Türkİye, Culture

Music student seals dream with Ottoman instrument

Kemancha player buys instrument ordered by 19th century sultan

25.09.2017 - Update : 26.09.2017
Music student seals dream with Ottoman instrument

ISTANBUL

A stringed instrument that once belonged to a woman in the harem of Sultan Abdulaziz has been bought by a 22-year-old Turkish music student.

Emine Bostanci, who studies at Rotterdam Conservatory in the Netherlands, bought the three-stringed kemancha from a Canada-based collector.

It was made for Abdulaziz, who reigned from 1861 to 1876, by an Armenian craftsman before being bought by Fahire Fersan, a student of renowned Ottoman composer Tanburi Cemil.

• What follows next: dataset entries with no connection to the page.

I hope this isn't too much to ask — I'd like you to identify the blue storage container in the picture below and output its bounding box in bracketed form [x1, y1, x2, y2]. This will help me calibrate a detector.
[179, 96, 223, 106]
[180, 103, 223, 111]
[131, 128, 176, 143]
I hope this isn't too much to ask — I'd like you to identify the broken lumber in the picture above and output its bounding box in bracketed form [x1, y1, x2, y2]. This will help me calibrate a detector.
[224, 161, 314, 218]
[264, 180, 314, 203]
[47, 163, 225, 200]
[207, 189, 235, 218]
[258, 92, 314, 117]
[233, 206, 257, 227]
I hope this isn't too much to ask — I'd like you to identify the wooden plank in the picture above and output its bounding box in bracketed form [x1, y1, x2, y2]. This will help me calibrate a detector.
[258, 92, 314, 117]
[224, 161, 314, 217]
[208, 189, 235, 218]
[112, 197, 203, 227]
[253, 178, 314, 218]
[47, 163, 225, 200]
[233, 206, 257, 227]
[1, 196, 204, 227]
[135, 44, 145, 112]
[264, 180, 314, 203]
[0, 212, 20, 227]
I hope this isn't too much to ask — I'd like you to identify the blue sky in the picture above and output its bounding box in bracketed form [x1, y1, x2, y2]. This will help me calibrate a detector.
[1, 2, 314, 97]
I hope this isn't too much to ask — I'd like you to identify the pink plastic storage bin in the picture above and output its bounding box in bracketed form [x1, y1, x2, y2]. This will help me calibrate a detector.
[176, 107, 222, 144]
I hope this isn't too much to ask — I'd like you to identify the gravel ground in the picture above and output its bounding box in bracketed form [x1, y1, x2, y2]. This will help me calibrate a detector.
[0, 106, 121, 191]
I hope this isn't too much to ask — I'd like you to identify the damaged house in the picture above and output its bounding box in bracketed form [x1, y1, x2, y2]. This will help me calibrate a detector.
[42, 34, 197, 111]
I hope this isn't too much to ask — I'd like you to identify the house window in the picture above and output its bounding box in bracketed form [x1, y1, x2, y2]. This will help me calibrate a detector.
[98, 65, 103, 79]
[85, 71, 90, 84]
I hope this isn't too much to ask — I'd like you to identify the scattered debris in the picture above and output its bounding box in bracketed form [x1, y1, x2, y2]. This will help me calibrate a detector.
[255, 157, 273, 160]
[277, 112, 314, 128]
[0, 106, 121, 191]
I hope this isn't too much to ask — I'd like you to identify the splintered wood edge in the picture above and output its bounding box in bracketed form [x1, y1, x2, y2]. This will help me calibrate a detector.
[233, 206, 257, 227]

When she heard that a 150-year-old kemancha, which is 50 centimeters (20 inches) in length, was up for sale, she started saving.

“I never mentioned anyone until I got all the money,” Bostanci, who has studied the kemancha since she was 16, told Anadolu Agency.

“It was a big responsibility for me. Miss Fahire had played it before me. When I play it in the evenings, I really enjoy it as if Miss Fahire was listening to me from a corner.”

The kemancha is an ancient stringed musical instrument played with a bow. Its tender and melodic sound is a key component of classical Turkish music.